In practice, algorithmic time and space complexity follows common patterns that I have outlined in this post. Big O notation is simply a way to describe them in a way that is independent of environmental or system factors. I hope this has been helpful! Please comment below if you have any thoughts or questions and be sure to share on your favorite social media too! Thanks for reading! 👋

The runtime of this algorithm is linear, O(n). While we do loop list.length times twice, remember to drop the leading constant! As in: 2*O(n) becomes O(n).

If you said O(n³), then you are...incorrect! The answer is: O(n²)!
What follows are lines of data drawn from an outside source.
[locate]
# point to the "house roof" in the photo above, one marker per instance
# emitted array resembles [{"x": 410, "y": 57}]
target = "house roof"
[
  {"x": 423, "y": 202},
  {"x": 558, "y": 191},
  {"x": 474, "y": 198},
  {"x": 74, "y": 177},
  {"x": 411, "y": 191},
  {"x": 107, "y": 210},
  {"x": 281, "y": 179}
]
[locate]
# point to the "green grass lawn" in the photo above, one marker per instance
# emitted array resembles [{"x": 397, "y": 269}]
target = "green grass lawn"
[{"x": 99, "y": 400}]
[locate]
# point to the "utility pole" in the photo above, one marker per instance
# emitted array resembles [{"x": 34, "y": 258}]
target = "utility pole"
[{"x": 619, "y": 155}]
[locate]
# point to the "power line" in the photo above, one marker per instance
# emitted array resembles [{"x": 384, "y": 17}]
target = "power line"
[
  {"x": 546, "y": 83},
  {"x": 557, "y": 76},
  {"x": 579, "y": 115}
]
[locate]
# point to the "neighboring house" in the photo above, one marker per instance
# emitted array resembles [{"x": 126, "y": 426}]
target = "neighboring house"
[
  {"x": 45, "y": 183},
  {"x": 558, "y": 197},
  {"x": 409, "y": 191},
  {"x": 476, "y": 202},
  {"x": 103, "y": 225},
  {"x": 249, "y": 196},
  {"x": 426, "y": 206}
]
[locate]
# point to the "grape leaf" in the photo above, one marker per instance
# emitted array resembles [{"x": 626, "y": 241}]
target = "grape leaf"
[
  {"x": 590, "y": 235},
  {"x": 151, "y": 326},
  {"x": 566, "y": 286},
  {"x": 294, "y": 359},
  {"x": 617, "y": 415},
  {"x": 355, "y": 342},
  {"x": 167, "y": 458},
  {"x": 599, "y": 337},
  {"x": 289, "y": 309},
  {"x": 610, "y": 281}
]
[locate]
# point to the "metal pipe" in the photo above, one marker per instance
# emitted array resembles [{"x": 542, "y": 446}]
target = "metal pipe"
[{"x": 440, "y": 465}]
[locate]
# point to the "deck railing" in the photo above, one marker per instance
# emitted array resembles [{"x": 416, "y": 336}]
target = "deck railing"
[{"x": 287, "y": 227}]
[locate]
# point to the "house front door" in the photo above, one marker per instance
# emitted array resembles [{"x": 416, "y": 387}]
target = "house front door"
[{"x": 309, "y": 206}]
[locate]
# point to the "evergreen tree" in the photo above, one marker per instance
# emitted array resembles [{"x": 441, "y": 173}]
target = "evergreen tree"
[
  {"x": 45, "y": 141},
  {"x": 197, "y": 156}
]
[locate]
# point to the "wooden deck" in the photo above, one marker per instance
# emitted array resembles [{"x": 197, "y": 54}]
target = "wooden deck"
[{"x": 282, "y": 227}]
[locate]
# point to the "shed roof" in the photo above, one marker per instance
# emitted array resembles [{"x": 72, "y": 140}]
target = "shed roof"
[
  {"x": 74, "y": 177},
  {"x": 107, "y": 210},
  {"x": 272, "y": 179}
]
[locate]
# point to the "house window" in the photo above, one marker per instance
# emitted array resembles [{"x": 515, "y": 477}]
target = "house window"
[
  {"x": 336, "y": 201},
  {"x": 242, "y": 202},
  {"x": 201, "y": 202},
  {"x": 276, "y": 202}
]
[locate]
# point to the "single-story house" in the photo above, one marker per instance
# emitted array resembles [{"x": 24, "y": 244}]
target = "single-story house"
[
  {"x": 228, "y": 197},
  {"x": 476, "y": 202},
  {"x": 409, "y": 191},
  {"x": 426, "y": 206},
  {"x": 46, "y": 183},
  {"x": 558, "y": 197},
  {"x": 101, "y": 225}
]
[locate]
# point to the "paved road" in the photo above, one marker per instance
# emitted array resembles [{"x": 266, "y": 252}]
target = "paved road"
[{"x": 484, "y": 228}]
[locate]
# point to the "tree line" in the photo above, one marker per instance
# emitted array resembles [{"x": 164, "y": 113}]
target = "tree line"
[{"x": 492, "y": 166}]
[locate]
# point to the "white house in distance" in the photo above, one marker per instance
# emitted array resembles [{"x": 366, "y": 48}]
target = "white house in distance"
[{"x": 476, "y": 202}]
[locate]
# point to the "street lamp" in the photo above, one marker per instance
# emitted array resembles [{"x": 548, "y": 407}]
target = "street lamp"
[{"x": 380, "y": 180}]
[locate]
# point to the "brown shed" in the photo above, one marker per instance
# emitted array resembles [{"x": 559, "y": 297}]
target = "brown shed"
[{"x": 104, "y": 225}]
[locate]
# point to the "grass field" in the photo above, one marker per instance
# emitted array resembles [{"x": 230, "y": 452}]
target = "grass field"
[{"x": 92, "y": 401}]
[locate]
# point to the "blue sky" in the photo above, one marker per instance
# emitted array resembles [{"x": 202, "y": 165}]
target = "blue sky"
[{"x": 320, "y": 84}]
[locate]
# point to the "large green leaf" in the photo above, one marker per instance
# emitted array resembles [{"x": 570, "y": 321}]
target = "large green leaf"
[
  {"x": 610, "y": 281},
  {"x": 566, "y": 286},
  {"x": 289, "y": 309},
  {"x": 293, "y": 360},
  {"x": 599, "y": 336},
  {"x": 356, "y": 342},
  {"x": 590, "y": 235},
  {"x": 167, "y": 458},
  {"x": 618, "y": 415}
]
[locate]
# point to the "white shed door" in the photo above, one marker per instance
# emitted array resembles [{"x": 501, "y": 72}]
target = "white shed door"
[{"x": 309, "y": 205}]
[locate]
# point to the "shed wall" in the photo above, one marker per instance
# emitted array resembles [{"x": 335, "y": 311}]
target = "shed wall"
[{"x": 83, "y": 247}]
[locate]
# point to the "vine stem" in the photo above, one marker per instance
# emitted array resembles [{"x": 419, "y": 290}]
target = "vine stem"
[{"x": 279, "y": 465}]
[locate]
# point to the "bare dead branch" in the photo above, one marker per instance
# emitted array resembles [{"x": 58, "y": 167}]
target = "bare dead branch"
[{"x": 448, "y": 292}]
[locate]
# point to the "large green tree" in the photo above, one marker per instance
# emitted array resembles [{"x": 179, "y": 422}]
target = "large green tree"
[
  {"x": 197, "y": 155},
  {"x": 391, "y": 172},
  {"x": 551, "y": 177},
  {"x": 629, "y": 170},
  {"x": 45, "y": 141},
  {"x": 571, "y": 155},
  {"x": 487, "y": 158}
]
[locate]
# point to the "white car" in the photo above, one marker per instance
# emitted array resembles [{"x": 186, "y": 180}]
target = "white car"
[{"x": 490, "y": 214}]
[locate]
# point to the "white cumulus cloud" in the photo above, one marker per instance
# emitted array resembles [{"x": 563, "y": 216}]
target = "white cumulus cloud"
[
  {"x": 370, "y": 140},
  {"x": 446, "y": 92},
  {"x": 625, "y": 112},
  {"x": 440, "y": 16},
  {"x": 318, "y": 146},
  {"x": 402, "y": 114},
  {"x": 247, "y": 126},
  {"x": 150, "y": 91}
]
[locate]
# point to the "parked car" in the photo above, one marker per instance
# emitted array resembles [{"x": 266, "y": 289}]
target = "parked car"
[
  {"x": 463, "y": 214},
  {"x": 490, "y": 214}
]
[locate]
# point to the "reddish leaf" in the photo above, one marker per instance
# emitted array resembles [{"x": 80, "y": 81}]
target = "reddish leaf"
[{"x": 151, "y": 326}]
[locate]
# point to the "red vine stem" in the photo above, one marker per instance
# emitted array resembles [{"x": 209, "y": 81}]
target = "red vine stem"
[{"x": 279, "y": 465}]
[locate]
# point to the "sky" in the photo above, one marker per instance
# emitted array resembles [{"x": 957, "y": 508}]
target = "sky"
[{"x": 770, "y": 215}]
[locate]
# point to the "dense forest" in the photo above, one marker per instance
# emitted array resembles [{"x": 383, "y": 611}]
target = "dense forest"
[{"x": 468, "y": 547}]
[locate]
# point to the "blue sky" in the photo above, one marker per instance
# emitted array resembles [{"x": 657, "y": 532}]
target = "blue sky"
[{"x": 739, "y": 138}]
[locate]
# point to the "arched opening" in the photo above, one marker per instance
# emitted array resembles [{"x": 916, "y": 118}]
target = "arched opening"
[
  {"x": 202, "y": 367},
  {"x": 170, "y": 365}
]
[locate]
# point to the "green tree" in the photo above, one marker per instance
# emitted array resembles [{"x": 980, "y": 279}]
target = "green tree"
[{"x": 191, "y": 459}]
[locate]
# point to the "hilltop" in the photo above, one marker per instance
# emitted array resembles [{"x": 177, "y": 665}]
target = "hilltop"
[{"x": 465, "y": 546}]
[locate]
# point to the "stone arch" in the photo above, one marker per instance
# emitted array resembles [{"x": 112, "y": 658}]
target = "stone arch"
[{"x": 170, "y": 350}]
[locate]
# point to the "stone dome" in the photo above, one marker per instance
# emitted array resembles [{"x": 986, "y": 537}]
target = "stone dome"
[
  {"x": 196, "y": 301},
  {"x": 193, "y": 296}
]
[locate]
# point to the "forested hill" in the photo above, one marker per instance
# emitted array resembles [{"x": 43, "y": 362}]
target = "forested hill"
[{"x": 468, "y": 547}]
How's that so?! Remember what I said at the beginning of this post?

[Big O] only depends on your inputs

The inner-most for loop runs the same number of times independent of the input. In our case, it will always run 100000 times. So, you can think of that as one incredibly slow operation that always runs the same number of times, even if rows and columns are small! This one is a tricky lil' curveball for sure! ⚾️

The recursive binary search algorithm has logarithmic space complexity because it uses recursion. With recursion, you get a "free" stack, the calling stack, which is used on each function call. Since the algorithm calls itself at most log n times, the stack will have at most log n entries on it. This space usage doesn't come for free, so you have to be aware of it and account for it! If you recurse too much, you can cause a stack overflow!